Update on Regulatory Conditions for Acquisition of i3 Energy Plc
NOT FOR RELEASE, PUBLICATION OR DISTRIBUTION, DIRECTLY OR INDIRECTLY, IN WHOLE OR IN PART IN, INTO OR FROM ANY JURISDICTION WHERE TO DO SO WOULD CONSTITUTE A VIOLATION OF THE RELEVANT LAWS OR REGULATIONS OF SUCH JURISDICTION.
For immediate release
CALGARY, Alberta, Aug. 27, 2024 (GLOBE NEWSWIRE) --
Recommended And Final* Cash And Share Acquisition
of
i3 Energy Plc ("i3 Energy")
by
Gran Tierra Energy Inc. ("Gran Tierra")
to be effected by means of a scheme of arrangement
under Part 26 of the Companies Act 2006
27 August 2024
Update on Regulatory Conditions
On 19 August 2024, the boards of directors of i3 Energy and Gran Tierra announced pursuant to Rule 2.7 of the City Code on Takeovers and Mergers (the "2.7 Announcement") that they had reached agreement on the terms of a recommended and final* cash and share offer by Gran Tierra for i3 Energy pursuant to which Gran Tierra will acquire the entire issued and to be issued share capital of i3 Energy (the "Acquisition"), intended to be effected by means of a Court-sanctioned scheme of arrangement between i3 Energy and i3 Energy Shareholders under Part 26 of the Companies Act (the "Scheme").

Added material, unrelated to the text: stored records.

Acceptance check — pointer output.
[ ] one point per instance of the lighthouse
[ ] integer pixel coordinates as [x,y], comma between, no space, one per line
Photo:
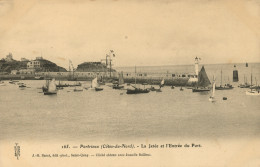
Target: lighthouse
[197,66]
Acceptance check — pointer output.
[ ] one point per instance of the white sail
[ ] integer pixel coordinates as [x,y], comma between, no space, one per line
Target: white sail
[52,86]
[94,83]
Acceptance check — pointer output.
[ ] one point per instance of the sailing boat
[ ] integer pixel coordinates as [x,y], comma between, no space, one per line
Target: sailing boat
[203,82]
[245,85]
[162,83]
[120,82]
[158,90]
[51,88]
[71,70]
[45,87]
[137,90]
[212,97]
[253,91]
[95,85]
[225,87]
[2,83]
[77,88]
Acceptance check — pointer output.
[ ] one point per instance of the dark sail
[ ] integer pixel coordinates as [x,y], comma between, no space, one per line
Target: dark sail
[203,80]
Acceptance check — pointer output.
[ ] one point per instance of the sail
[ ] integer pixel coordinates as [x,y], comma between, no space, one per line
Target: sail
[94,83]
[203,80]
[213,89]
[162,82]
[52,86]
[121,79]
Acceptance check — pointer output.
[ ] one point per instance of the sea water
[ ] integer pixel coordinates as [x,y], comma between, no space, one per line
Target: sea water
[112,114]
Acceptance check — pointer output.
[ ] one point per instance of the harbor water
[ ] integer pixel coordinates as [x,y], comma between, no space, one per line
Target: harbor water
[112,114]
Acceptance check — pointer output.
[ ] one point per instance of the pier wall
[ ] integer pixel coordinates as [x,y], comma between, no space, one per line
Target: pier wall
[129,77]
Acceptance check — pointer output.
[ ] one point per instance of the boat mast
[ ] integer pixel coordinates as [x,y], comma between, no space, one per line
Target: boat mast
[135,76]
[221,78]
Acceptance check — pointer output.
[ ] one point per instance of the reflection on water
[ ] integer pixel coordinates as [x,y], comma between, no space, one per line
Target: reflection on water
[111,114]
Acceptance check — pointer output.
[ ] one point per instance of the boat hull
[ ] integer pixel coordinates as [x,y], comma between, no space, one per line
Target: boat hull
[118,87]
[50,93]
[253,93]
[224,88]
[200,90]
[137,91]
[98,89]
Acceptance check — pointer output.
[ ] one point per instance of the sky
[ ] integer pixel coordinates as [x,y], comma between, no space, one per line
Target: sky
[142,33]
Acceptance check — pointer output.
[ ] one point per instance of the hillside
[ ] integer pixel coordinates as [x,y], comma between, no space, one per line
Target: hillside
[8,66]
[93,67]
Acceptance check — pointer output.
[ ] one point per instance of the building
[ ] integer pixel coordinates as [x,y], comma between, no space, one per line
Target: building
[39,58]
[34,64]
[14,72]
[24,59]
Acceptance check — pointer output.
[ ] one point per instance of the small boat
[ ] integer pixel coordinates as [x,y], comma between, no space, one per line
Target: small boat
[203,82]
[101,81]
[45,87]
[212,97]
[158,90]
[60,85]
[253,92]
[78,89]
[245,85]
[98,89]
[52,90]
[119,84]
[11,82]
[39,77]
[95,85]
[152,88]
[22,86]
[59,88]
[162,83]
[137,91]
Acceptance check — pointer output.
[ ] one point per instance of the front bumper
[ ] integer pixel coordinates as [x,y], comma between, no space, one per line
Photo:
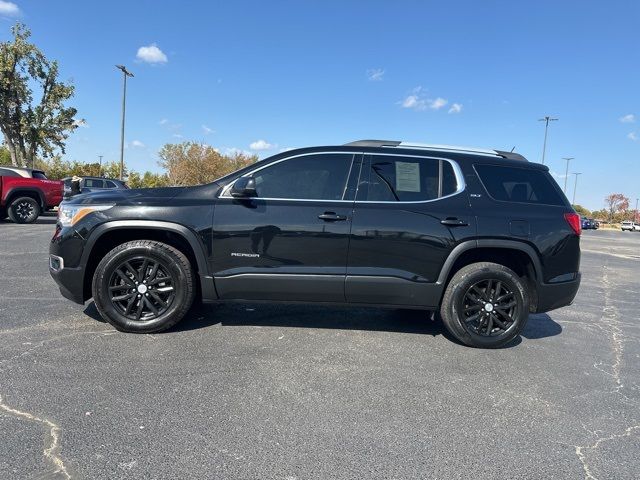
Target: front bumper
[556,295]
[70,281]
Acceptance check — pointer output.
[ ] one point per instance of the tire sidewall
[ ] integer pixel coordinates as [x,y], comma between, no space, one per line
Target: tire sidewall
[101,293]
[457,298]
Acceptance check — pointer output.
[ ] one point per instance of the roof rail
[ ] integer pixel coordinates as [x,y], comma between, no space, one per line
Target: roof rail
[373,143]
[452,148]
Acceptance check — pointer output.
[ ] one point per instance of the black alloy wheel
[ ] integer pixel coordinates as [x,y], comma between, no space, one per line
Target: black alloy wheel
[489,308]
[142,288]
[24,210]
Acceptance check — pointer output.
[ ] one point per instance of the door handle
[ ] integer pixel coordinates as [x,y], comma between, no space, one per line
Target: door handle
[331,217]
[453,222]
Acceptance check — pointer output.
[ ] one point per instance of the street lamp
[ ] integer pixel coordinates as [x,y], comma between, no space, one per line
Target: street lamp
[546,121]
[575,187]
[125,74]
[566,172]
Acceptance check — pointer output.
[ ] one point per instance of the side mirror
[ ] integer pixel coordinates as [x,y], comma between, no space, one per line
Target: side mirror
[244,187]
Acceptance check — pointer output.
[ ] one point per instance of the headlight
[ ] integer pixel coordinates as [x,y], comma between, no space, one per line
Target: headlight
[69,215]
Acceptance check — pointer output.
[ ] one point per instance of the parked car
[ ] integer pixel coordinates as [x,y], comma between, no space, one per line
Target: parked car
[482,236]
[92,184]
[25,193]
[630,226]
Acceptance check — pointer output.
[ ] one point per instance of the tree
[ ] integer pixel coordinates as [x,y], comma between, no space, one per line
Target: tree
[5,156]
[32,127]
[616,203]
[191,163]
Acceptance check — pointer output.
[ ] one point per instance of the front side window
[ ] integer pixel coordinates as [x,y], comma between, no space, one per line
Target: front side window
[310,177]
[522,185]
[392,178]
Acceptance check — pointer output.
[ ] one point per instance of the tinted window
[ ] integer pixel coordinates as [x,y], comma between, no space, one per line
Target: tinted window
[512,184]
[8,173]
[313,177]
[392,178]
[93,183]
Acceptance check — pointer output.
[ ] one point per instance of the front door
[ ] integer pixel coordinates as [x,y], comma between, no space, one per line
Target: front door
[290,242]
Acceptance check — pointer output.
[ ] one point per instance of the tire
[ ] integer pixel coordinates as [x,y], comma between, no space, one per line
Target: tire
[479,300]
[24,210]
[143,286]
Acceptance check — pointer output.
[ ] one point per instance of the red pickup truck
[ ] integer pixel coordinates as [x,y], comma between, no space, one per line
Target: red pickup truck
[25,193]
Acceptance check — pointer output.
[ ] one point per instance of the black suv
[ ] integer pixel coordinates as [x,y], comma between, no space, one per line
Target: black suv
[482,236]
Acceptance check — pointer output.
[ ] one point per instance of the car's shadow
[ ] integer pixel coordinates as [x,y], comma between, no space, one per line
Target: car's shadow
[343,318]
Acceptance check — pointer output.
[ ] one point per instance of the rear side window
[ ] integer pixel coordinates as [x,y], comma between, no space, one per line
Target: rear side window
[312,177]
[392,178]
[93,183]
[522,185]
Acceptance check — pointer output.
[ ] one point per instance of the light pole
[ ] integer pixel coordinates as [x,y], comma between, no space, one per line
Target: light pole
[546,121]
[575,187]
[566,172]
[125,74]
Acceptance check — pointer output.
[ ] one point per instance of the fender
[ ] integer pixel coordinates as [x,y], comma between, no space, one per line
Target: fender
[489,243]
[186,233]
[19,190]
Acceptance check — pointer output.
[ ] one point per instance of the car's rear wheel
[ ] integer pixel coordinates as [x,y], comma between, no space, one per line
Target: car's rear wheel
[143,286]
[485,305]
[24,210]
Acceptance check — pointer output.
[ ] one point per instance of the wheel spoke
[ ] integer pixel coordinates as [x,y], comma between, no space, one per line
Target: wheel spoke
[126,296]
[124,277]
[480,292]
[472,308]
[157,298]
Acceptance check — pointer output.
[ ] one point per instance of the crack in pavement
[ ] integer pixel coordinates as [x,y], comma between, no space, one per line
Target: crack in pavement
[588,474]
[51,448]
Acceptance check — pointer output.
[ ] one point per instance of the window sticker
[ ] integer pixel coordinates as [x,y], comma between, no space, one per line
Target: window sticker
[407,177]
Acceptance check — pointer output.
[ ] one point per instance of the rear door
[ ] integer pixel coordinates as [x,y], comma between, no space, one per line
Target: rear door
[410,212]
[291,241]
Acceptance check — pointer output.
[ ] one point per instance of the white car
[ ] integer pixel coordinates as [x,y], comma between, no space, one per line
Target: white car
[631,226]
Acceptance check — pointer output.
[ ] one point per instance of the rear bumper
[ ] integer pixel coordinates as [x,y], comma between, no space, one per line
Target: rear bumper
[556,295]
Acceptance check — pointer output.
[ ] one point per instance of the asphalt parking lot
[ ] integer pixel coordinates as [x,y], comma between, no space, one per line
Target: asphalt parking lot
[299,392]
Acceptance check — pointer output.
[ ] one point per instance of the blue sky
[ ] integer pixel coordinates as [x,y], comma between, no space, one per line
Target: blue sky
[280,74]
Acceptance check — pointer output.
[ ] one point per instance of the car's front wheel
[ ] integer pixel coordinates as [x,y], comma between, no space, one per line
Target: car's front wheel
[485,305]
[24,210]
[143,286]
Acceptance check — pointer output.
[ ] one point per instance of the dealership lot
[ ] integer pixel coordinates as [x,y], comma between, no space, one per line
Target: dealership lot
[273,391]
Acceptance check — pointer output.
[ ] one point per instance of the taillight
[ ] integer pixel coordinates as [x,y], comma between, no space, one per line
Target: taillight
[573,219]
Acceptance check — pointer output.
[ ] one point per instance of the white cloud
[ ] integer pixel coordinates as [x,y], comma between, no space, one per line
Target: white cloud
[9,8]
[455,108]
[418,101]
[261,145]
[151,54]
[375,74]
[237,151]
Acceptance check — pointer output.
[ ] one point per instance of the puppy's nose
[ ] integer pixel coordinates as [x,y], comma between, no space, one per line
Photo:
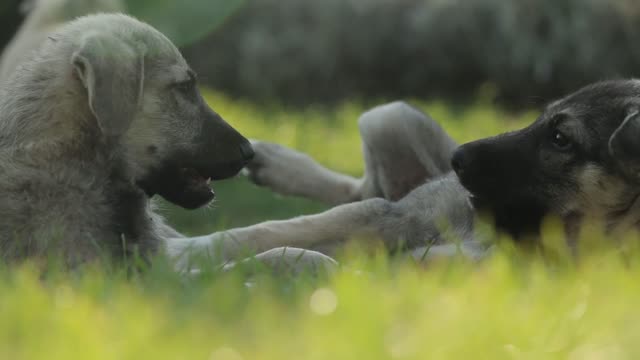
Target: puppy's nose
[459,160]
[247,151]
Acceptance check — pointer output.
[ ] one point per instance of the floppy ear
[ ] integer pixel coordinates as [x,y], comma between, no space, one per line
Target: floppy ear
[112,71]
[624,145]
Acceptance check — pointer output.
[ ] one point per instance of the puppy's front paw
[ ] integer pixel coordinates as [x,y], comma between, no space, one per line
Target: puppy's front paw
[275,166]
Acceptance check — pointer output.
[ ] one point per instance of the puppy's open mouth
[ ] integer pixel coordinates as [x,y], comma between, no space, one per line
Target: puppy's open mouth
[195,181]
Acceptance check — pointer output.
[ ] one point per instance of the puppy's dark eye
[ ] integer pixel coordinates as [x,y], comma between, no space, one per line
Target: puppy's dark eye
[560,141]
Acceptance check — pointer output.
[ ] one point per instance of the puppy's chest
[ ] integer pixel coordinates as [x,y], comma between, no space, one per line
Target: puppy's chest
[133,224]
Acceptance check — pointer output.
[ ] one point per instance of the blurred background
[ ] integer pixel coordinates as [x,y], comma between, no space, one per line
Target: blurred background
[299,72]
[304,52]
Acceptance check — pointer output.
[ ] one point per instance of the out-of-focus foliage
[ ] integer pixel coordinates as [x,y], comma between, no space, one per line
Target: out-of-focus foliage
[510,307]
[184,21]
[305,51]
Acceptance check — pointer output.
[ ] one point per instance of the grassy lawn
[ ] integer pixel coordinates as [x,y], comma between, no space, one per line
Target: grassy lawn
[511,307]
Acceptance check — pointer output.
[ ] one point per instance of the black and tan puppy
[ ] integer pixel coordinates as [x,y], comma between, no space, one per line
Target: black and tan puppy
[579,159]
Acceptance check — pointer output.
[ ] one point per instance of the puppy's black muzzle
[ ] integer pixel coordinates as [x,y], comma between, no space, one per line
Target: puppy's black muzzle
[500,174]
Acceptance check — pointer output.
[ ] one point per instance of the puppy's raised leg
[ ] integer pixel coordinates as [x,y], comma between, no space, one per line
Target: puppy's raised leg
[429,213]
[403,148]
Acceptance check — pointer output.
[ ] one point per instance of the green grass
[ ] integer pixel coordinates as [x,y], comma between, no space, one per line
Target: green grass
[511,307]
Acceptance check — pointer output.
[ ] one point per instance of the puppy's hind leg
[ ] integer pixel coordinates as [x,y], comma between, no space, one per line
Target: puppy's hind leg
[403,148]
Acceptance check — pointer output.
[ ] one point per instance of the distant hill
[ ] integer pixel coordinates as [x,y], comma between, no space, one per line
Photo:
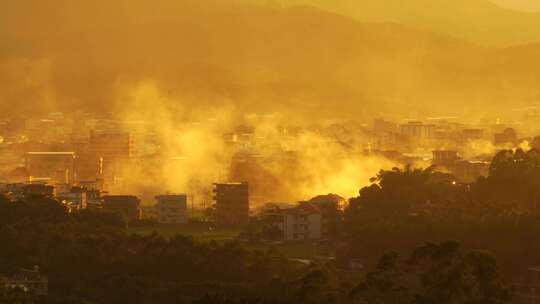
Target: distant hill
[259,58]
[478,21]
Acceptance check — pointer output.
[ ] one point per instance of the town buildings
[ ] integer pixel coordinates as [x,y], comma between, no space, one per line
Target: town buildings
[127,206]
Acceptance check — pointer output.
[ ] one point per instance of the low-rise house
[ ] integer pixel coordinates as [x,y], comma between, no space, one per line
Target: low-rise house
[172,209]
[127,206]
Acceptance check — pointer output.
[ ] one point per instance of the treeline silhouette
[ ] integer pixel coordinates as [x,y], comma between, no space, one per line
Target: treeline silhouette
[398,227]
[498,213]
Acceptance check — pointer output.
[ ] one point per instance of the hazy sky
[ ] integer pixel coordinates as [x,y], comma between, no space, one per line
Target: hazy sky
[524,5]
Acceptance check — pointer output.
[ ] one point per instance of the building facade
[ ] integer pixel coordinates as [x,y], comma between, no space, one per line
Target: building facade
[232,203]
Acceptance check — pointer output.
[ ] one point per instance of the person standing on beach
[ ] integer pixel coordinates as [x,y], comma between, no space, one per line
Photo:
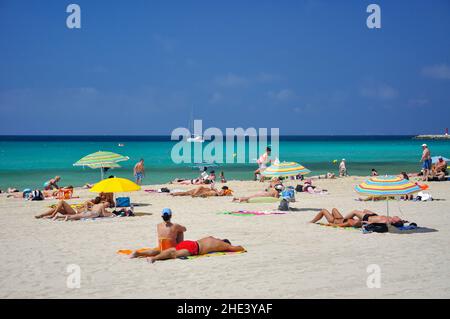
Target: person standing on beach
[342,168]
[139,171]
[426,161]
[262,163]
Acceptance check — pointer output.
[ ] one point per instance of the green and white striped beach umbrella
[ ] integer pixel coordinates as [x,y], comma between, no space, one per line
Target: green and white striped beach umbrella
[285,169]
[101,160]
[103,165]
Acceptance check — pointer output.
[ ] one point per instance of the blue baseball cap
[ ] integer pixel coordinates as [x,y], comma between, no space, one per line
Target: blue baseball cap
[166,212]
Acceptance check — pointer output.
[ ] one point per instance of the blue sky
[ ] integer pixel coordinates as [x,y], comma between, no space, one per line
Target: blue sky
[306,67]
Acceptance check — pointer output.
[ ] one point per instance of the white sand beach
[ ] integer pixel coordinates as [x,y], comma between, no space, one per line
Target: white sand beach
[287,256]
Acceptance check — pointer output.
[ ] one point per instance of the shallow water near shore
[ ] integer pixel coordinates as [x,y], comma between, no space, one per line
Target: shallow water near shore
[28,161]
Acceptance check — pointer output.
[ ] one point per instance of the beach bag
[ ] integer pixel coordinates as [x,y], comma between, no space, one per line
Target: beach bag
[37,195]
[375,228]
[284,205]
[123,202]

Capitalised terms used but not defined in this announcement have the meaning given to them in the 2.7 Announcement, unless the context requires otherwise.
Gran Tierra and i3 Energy are pleased to announce that the advance ruling certificate in respect of the Acquisition under the Competition Act (Canada) has been obtained. As a result, Condition 3(e)(ii) as set out in Part A of Appendix 1 of the 2.7 Announcement has now been satisfied.
The Acquisition will remain subject to certain other Conditions, the approval of the Scheme by the i3 Energy Shareholders, the sanction of the Scheme by the Court, the satisfaction of the NSTA Condition, the Minority Shareholder Protection Condition and the approval of the TSX. The full terms and conditions of the Acquisition will be set out in the Scheme Document which, together with the Forms of Proxy and Forms of Election (and/or where required, Letters of Transmittal) in relation to the Mix and Match Facility, is expected to be published as soon as practicable and in any event within 28 days of the date of the Rule 2.7 Announcement (or such later date as may be agreed by Gran Tierra and i3 Energy with the consent of the Panel). A further announcement will be made as soon as an update is available on satisfaction of the remaining conditions.